Industria Italiana Autobus. Polo pubblico ad un passo dall’obiettivo. Lo confermano Invitalia, Ferrovie dello Stato e Leonardo, che hanno garantito la ricapitalizzazione dell’azienda, mentre il Governo ha annunciato lo sblocco degli stipendi ai lavoratori entro la giornata di domani. Le maestranze tirano un sospiro di sollievo, ma restano cauti prima di cantare vittoria. Una delegazione di lavoratori di Flumeri e Bologna parteciperà nella giornata di domani ai lavori dell’assemblea dei soci per avere informazioni utili in tempo reale.
In una nota congiunta firmata da Michele De Palma, segretario nazionale della Fiom-Cgil, Bruno Papignani, segretario generale Fiom-Cgil Emilia Romagna, e Giuseppe Morsa, segretario generale Fiom-Cgil Avellino, la confederazione illustra gli esiti dell’incontro di oggi a Roma, appena concluso, e sottolineano l’assenza dell’Amministratore Delegato Stefano del Rosso.
“All’incontro di oggi al Ministero dello Sviluppo Economico sulla vertenza Industria Italiana Autobus, che coinvolge gli stabilimenti di Bologna e di Flumeri (Avellino) hanno partecipato Invitalia, Ferrovie dello Stato e Leonardo, che hanno confermato l’annuncio sulla partecipazione alla ricapitalizzazione dell’azienda.
E’ il primo passo concreto verso la realizzazione del “polo pubblico di produzione di autobus” che la Fiom ha proposto dall’inizio della vertenza. Questo obiettivo e stato raggiunto con un ruolo importante del Governo. A tenere in sospeso l’evoluzione positiva è l’assenza dal tavolo dell’Ad, sostituito da un consulente dell’azienda. Non vorremmo che la mobilitazione delle lavoratrici e dei lavoratori, grazie alla quale siamo giunti fin qui, fosse vanificata con la decisione della proprietà di far saltare tutto. Abbiamo faticano quattro anni per arrivare alla soluzione di una partecipazione pubblica per il rilancio di Industria Italiana Autobus.
Oggi dovrebbe esserci l’inizio di una stagione nuova, con l’apertura di un confronto, che vorremmo si aprisse a breve sul piano finanziario utile agli investimenti, industriale e occupazionale. E’ ora che la produzione degli autobus non sia più in Turchia ma in Italia.

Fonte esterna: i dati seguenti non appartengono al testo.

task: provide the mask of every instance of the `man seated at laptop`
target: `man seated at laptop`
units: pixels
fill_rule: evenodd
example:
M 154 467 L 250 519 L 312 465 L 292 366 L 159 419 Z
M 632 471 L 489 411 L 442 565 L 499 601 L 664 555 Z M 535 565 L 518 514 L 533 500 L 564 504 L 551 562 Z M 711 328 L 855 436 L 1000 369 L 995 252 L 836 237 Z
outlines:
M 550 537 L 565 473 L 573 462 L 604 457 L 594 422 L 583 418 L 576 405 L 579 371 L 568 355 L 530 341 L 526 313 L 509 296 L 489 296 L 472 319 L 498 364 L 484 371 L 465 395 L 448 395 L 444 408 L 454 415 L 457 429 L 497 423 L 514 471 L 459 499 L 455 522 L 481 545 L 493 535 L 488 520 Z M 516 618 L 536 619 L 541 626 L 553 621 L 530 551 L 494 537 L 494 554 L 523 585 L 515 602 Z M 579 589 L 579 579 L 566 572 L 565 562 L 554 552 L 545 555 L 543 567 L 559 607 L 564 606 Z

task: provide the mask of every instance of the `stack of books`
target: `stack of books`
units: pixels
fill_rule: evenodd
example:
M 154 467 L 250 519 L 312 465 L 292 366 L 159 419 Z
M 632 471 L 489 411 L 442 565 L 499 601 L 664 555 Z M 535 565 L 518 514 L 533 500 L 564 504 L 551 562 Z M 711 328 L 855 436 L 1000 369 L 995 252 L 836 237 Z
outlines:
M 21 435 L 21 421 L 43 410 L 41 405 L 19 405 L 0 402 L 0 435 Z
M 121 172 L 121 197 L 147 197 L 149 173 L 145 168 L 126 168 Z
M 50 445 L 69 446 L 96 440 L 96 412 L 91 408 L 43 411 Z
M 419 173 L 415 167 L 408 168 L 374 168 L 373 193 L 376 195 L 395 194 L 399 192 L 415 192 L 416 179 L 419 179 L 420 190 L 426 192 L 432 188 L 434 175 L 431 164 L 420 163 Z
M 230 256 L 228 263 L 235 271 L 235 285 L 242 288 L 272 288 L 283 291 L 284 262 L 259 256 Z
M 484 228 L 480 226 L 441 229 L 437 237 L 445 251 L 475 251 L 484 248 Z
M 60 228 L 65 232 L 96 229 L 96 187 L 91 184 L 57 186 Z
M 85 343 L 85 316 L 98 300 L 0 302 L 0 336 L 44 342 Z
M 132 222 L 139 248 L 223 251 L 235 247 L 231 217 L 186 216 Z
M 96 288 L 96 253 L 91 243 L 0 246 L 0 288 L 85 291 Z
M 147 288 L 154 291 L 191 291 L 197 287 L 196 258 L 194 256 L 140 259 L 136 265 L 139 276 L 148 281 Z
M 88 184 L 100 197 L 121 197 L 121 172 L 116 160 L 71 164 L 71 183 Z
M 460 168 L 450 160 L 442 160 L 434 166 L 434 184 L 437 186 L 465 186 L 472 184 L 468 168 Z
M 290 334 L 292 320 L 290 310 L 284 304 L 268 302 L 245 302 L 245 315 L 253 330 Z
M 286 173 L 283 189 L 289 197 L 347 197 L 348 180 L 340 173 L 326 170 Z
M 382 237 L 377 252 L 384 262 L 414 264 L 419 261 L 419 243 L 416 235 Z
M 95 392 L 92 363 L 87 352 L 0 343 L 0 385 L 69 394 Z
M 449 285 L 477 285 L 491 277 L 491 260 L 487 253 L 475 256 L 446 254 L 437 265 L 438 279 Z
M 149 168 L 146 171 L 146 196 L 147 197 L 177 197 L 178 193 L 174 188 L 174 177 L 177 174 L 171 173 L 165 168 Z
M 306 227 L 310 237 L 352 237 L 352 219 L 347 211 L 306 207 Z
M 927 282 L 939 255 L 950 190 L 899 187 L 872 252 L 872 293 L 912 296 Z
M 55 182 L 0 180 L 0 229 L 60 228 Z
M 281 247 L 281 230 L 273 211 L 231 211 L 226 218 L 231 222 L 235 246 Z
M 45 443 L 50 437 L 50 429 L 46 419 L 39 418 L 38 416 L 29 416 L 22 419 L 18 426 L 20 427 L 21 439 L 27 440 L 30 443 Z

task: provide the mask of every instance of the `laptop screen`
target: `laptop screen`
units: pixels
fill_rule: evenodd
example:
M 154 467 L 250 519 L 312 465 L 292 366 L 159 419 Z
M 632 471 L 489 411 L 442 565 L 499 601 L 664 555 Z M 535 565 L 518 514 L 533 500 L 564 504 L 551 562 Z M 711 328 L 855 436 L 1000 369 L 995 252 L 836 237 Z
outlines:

Il Governo, Invitalia e Busitalia  hanno garantito che entro domani Industria Italiana Autobus avrà le risorse economiche utili a pagare gli stipendi. Nella giornata di domani una delegazione da Bologna e Flumeri sarà presente all’assemblea dei soci e il governo informerà dell’evoluzione in tempo reale”.